In addition to the underwriting compensation described above, the Advisor will pay for all organization and offering expenses, other than selling commissions and dealer manager fees, whether incurred by us directly or through the Advisor, the Dealer Manager and/or their affiliates, which expenses are expected to consist of, among other expenses, actual legal, accounting, printing, filing fees, transfer agent costs, our costs and expenses related to educational conferences and seminars conducted by Hines, our costs and expenses related to attending broker-dealer sponsored conferences and other offering-related expenses. We will have no liability for such expenses.
In the event that an investor:
· | has a contract for investment advisory and related brokerage services which includes a fee based on the amount of assets under management or a “wrap” fee feature; |
· | has a contract for a “commission replacement” account, which is an account in which securities are held for a fee only; |
· | has engaged the services of a registered investment adviser with whom the investor has agreed to pay compensation for investment advisory services or other financial or investment advice (except where an investor has a contract for financial planning services with a registered investment advisor that is also a registered broker dealer, such contract will not qualify the investor for the discount reflecting nonpayment of the selling commissions and the dealer manager fee as described below); |
· | is investing in a bank trust account with respect to which the investor has delegated the decision-making authority for investments made in the account to a bank trust department for a fee; or |
· | has any other type of account which requires the investor to pay fees based on assets under management (and the investor’s financial or investment advisor agrees to the waiver of commissions payable in connection with this offering), we will sell shares to or for the account of such investor at a 9.2% discount, or $9.15 per share, reflecting the fact that selling commissions and the dealer manager fee will not be paid in connection with such purchases. The net proceeds we receive from the sale of shares will not be affected by such sales of shares made net of selling commissions and the dealer manager fee. Such investors will not be permitted to participate in our dividend reinvestment plan because the price per share under our dividend reinvestment plan is $9.58 and such investors can purchase shares outside of the dividend reinvestment plan for $9.15 per share. As set forth above, the Dealer Manager may pay marketing fees to participating broker-dealers in connection with sales of shares to such investors, in part to defray fees and costs associated with conferences sponsored by such participating broker-dealers and marketing and other distribution-related costs and expenses. The Advisor will reimburse the Dealer Manager for any such payments to participating broker-dealers. |
We may sell shares to retirement plans of participating broker-dealers, to participating broker-dealers themselves (and their employees), to IRAs and qualified plans of their registered representatives or to any one of their registered representatives in their individual capacities (and to each of their spouses, parents and minor children) at a 9.2% discount, or $9.15 per share, reflecting that no selling commissions or dealer manager fees will be paid in connection with such transactions. The net proceeds we receive will not be affected by such sales of shares at a discount.
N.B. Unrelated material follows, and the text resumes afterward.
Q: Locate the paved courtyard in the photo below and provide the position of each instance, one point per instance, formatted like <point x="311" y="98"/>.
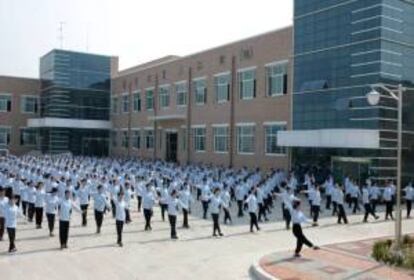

Our directors and officers, both current and retired, as well as affiliates of Hines and their directors, officers and employees, both current and retired, (and their spouses, parents and minor children) and entities owned substantially by such individuals, may purchase shares in this offering at a 9.2% discount, or $9.15 per share, reflecting the fact that no selling commissions or dealer manager fees will be paid in connection with any such sales. The net offering proceeds we receive will not be affected by such sales of shares at a discount. Hines and its affiliates will be expected to hold their shares purchased as shareholders for investment and not with a view towards distribution.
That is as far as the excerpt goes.